Par Abdelwaheb Kanzari*
La notion de «complémentarité» de la femme tunisienne à l’homme tunisien participe d’une approche religieuse. A la religion correspond une organisation sociale bien déterminée, appelée patriarcat et caractérisée par la domination exercée par les hommes sur les femmes. Dans la religion, cette domination s’assortit d’une haine particulièrement aiguë, comme si pour le religieux, la victimisation des femmes était le miroir réfléchissant l’avilissement de son renoncement à son humanité.

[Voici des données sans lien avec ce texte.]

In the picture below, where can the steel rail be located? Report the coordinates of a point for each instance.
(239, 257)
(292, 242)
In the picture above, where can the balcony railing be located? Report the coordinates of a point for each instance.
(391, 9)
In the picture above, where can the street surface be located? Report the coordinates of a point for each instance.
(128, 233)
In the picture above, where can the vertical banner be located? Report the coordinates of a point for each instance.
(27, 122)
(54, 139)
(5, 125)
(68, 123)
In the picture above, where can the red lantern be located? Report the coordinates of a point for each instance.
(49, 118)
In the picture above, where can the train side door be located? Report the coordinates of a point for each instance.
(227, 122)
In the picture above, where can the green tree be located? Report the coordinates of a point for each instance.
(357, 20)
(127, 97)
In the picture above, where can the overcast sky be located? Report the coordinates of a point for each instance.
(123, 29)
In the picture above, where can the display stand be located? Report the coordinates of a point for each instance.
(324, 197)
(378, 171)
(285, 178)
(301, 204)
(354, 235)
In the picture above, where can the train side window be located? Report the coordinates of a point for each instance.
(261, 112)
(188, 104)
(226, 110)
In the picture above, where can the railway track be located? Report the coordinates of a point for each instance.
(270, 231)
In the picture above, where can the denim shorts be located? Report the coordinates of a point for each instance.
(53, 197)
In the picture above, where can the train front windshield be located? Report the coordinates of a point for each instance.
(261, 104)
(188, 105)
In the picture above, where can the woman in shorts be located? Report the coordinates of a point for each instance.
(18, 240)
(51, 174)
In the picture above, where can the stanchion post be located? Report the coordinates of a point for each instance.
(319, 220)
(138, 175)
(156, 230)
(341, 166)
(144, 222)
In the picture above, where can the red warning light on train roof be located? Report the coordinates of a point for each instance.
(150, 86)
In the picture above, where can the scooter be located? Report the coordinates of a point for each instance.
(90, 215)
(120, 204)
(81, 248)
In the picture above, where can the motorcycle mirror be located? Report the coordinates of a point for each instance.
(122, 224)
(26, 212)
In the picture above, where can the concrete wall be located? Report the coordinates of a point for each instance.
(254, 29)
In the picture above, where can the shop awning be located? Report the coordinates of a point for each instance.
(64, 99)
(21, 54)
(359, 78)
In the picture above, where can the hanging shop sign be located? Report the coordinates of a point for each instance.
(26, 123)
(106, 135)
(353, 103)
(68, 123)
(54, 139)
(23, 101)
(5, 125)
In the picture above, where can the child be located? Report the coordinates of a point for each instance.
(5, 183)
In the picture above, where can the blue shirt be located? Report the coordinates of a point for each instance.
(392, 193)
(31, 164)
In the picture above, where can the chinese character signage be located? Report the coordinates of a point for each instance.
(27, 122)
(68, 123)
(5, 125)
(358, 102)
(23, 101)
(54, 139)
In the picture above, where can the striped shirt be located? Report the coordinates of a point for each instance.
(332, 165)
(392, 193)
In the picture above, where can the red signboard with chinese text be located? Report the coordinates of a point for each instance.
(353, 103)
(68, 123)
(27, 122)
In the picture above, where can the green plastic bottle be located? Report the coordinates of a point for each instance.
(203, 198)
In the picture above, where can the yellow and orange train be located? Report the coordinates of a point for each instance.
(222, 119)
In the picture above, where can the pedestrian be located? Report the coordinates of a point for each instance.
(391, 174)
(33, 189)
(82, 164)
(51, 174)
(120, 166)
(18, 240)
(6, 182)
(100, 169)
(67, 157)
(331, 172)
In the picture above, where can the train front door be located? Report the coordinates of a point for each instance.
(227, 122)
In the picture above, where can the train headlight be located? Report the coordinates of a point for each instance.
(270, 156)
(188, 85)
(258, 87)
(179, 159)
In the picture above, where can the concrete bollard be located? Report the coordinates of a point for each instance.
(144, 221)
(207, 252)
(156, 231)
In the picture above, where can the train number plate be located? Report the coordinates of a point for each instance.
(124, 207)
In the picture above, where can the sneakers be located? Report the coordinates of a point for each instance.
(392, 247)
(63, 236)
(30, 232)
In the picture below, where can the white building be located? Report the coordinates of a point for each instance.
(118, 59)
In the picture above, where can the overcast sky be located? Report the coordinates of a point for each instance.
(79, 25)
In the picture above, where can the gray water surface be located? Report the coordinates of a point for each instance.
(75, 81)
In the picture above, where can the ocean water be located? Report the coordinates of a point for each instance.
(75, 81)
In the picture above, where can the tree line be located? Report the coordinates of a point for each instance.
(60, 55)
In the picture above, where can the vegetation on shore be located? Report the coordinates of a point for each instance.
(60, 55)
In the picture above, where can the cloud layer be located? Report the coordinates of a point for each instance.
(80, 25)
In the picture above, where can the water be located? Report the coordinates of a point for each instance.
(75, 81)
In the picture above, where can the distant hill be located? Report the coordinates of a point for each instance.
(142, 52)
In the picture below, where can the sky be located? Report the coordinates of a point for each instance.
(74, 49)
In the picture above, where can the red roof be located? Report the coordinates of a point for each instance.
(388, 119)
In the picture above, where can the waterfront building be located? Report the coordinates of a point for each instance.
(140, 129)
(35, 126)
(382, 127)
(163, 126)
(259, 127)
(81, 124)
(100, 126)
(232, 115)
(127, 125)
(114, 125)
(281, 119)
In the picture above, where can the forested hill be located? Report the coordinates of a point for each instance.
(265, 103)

La femme réduite au statut de corps désiré
Cette haine répond à un double calcul cynique: en interdisant à la femme d’être, pour elle-même, elle devient un sujet de plaisir. La religion assigne ainsi les femmes à la seule fonction de reproduction sexuée (l’islam l’a sauvée de la mort mais il l’a mortifiée autrement et pour toujours), en faisant peser sur elles le poids de la culpabilité originelle, celle de la déchéance divine des hommes. La religion assigne aux femmes la fonction de reproduction, par le biais de l’éducation en particulier de l’aliénation qu’elle porte en elle.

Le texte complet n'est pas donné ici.